Где-то за их спинами послышалась немецкая речь.
– Надо поспешить, – сказала Ягарья, пытаясь скорее перейти улицу и оказаться за бревенчатыми домами.
– Aber unsere Leute sind da! – наивным голосом сказал фриц.
– Komm schon, Hans! (Идем, Ганс!) – одернула его фрау фон Майер.
– Что он сказал? – спросил Ваня.
– Он хочет к своим, – ответила, не сбавляя шаг, женщина. – Ничего, скоро он к ним вернется. Пойдем по огородам.
Они обошли один дом, похоже, что жилой. Дети знали, даже самый маленький среди них, что нельзя издавать ни единого звука. Ваня то и дело с недоверием поглядывал на немца. Он еще не решил для себя до конца: доверяет ли этим двум женщинам, но он прекрасно понимал, что в Гобиках они долго не протянут, особенно младший Саша. Когда мама была жива, она все еще кормила его своим молоком, хотя Сашка уже давно бегал на ногах. В раз мальчики вместе с сестрой потеряли все. «Хуже не будет», – решил для себя Ваня. И пускай его батя с мамкой раньше плевали вслед этим женщинам. Сейчас, возможно, от них зависит жизнь его и тех, о ком ему выпало заботиться.
– Вон тот дом, – указал Ваня, проходя уже четвертый огород.
– Осталось немного, – сказала Ягарья, крепко державшая ручонку маленькой Ани.
– А у вас там есть молоко? – тихо спросила девочка. – Я очень люблю молоко.
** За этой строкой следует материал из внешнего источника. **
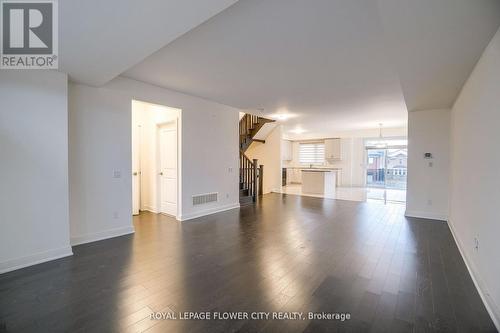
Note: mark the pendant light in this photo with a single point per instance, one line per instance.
(381, 143)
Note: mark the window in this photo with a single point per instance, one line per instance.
(312, 153)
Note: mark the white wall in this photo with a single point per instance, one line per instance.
(475, 181)
(34, 224)
(269, 155)
(428, 179)
(100, 143)
(148, 117)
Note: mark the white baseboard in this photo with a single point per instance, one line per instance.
(33, 259)
(208, 211)
(489, 303)
(77, 240)
(150, 209)
(426, 215)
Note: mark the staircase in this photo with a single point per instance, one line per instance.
(251, 174)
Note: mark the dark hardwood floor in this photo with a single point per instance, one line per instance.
(289, 253)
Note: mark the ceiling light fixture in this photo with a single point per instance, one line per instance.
(282, 116)
(298, 131)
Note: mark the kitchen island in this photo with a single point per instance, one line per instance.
(319, 181)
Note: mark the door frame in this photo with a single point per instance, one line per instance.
(158, 164)
(179, 154)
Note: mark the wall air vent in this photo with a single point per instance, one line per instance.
(202, 199)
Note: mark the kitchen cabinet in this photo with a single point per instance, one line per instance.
(333, 149)
(286, 150)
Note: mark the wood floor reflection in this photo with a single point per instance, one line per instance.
(288, 253)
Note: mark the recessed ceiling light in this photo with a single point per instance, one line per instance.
(298, 131)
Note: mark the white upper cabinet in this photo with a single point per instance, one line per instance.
(286, 150)
(333, 149)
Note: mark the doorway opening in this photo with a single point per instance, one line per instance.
(155, 159)
(386, 171)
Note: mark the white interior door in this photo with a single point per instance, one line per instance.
(136, 169)
(168, 168)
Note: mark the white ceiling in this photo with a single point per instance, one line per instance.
(335, 64)
(99, 39)
(321, 60)
(435, 44)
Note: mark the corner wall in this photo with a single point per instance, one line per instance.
(475, 181)
(428, 179)
(34, 223)
(100, 144)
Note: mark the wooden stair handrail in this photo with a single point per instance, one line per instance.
(249, 175)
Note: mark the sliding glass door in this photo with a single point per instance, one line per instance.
(386, 173)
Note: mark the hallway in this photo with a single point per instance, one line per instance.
(288, 253)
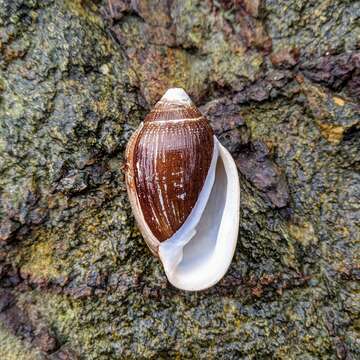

– И молоко, и мясо, и хлеб горячий, – улыбнулась в темноте женщина, – а по праздникам даже можно получить кусочек сахара!
Девчушка заулыбалась и, если бы обе руки не были заняты (одна крепко держалась за уже морщинистую сильную руку, вторая прижимала грязного игрушечного зайчонка), то, наверное, захлопала бы в ладоши.
– Тетка у этих девчушек вредная? Отдаст их нам? – спросила Павловна у Вани.
– Вредная, но девок любит, – ответил мальчик. – Думаю, отдаст.
– Со мной пойдешь.
Ваня кивнул, согласился. Дойдя до нужного им дома, Ягарья всем приказала присесть у стенки, а сама вместе с Ваней подошла к окну, что на огород выходило. Постучали раз – нет ответа, постучали второй раз – тишина. Шуметь не хотелось, нельзя было.
– Зинаида Павловна, это Ваня, откройте, пожалуйста, – негромко сказал парень.